Infighting is the name given to certain martial art techniques used while near the opponent. The Chinese martial art of Wing Chun specializes in infighting.

==Technique==
The key points of infighting are the control of the enemy's angle of attack, i.e., to control and limit the ways or angles through which an opponent may find an opening in one's guard to counterattack or get past a block or guard. This is attained by controlling the opponent's attacking limb, transferring momentum and debilitating his stability by forcing his posture/position and shifting his mass on his center line. Examples include:
- Chi sao drills in Wing Chun
- Tui shou in Tai Chi
- Joint-lock flow in Small Circle JuJitsu
- Hubud-Lubud of Filipino Martial Arts

Secondary elements include the creation of angles of attack and defense by maneuvering the limbs of the opponent, parrying and blocking properly with the necessary movements and posture to gain the upper hand and strike from a safe angle.

==Distance of travel==
One key element to infighting is the distance traveled by the attacking limb. Infighting is a way to attack to the opponent's center line while preventing a counterattack that can travel straight towards the attacker's center line. Even at a close distance, when the fighters' torsos are very close, the attacker might use their arms at full extension and focus the stress point or attack/defense portions of their limbs at their ends.
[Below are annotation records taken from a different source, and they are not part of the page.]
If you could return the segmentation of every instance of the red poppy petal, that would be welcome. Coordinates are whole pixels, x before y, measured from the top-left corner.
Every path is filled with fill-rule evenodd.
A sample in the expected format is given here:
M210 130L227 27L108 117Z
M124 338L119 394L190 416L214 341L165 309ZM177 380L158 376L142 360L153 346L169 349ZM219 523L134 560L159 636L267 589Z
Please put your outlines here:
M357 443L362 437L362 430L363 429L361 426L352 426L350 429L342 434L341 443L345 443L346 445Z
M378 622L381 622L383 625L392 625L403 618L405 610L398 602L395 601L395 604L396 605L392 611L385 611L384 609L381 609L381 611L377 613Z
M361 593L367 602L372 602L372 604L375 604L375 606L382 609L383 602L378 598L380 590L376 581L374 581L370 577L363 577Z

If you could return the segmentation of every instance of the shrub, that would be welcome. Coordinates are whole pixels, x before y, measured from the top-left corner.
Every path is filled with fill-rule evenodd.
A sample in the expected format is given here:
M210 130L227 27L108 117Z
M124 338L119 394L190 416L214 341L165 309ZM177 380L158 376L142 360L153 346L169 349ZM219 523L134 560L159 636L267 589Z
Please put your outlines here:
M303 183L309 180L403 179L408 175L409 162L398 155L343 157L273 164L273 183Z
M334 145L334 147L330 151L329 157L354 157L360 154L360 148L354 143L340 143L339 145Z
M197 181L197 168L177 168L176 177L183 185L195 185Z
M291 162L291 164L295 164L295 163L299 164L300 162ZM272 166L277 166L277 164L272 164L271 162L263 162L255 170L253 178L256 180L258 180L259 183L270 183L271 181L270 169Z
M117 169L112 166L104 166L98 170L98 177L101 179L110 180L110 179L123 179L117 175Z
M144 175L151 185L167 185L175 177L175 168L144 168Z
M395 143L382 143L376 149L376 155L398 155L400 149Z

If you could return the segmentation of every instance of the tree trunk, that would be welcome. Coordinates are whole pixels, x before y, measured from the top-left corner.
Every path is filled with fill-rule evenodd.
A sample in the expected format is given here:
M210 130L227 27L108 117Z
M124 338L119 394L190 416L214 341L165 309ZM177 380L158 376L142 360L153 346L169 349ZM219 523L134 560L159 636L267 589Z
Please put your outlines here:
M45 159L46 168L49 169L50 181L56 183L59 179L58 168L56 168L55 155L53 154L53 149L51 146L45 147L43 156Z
Distance in infighting isn't what gives it its name, but instead, it's how to get past the opponent's guard and fight inside of it. An example would be to say that a fighter, even at a distance where his jab is touching his opponent's chin with the opponent not leaning backwards or forwards, at a neutral stance, is an infighter when his blows and blocks use the space between them and the opponent has to attack from an outward angle (use haymakers or hooks).